Both brothers never fought together as Dara Singh clearly voiced out that this was never in his mind.
 A long time after Dara Singh and company left Mauritius, fans could locate Hotel Ambassador and fondly memorise those wonderful moments that their actor and wrestler offered them in their country.
“Lalkar” and “Rustom”
  Although Dara Singh proved to be very popular among children and common cinegoers, there were some significant roles that he played on the big screen.  In “Lalkar” (1971), he immensely appealed to his fans by killing a python in water where as a soldier, he immobilised the snake while his colleagues moved through an ambush.  In 1982, Dara Singh offered a more decent and humane performance in his home-made film “Rustom” which portrayed the rise and decline of a wrestling idol fraught with sentimental problems.  Although “Rustom” flopped on not being a conventional Dara Singh film, it gave a better outlook of a wrestler’s life.
 Dara Singh later shifted to television and got more significant roles which televiewers greatly appreciated.
A legendary group of stuntmen
 Dara Singh teaming with Jairaj and Sheikh Mukhtar formed a trio of legendary stuntmen.  Along with them, cinema developed awesome creativity.  Titles like “Tarzan comes to Delhi”, “Bombay Racecourse”, “Tower House”, etc, gave viewers a chance to see the other side of cinema with drama, titillating suspense and thrills.  In certain films, the Boss (main villain character) tended to be behind the screen from start to the end usually with a pipe at hand.

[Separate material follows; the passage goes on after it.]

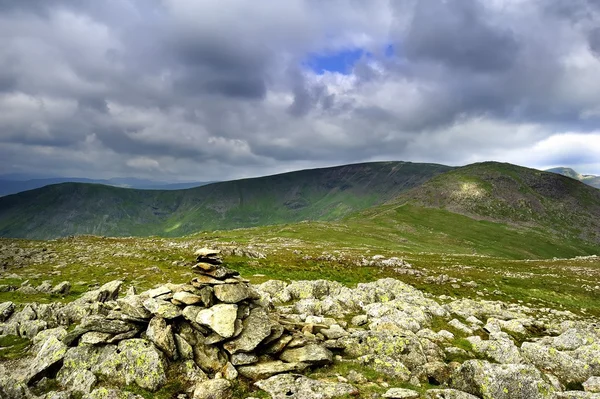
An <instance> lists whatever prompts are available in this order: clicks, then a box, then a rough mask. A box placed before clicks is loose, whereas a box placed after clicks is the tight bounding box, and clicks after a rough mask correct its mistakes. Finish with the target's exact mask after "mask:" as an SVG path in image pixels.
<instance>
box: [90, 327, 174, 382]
mask: <svg viewBox="0 0 600 399" xmlns="http://www.w3.org/2000/svg"><path fill="white" fill-rule="evenodd" d="M166 368H167V362H166V359H165V356H164V355H163V354H162V352H160V351H159V350H158V349H157V348H156V347H155V346H154V344H152V342H150V341H148V340H145V339H139V338H136V339H129V340H125V341H121V342H119V345H118V347H117V350H116V352H115V354H114V356H111V357H109V358H106V359H104V361H102V363H100V364H98V365H97V367H96V370H97V373H98V374H100V375H101V376H103V377H105V378H107V379H108V380H110V381H112V382H113V383H115V384H124V385H129V384H133V383H135V384H137V385H138V386H139V387H141V388H144V389H147V390H149V391H152V392H154V391H157V390H158V389H159V388H160V387H162V386H163V385H164V384H165V382H166V380H167V377H166V374H165V372H166Z"/></svg>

Dara Singh and his colleagues never dared entering dangerous caves, pulling airplanes and ships, and eventually, getting the boss out of his hideout.  They even tore the muzzle of alligators or crocodiles to the great pleasure of their fans.
Theatres burst into roars with wooden seats flying here and there.  Some Dara Singh movies only accommodated “Premiere”and “parterre” (in front of the screen) seats, balcony seats being reserved for family dramas.  
 Beware, a huge man in a colourful swimsuit and boots enters the scene.  There will be action or simply “ène bon coup batté” with mature viewers lighting cheap and polluting cigarettes and children screaming and widely enjoying every frame.  It’s Dara Singh, and who else!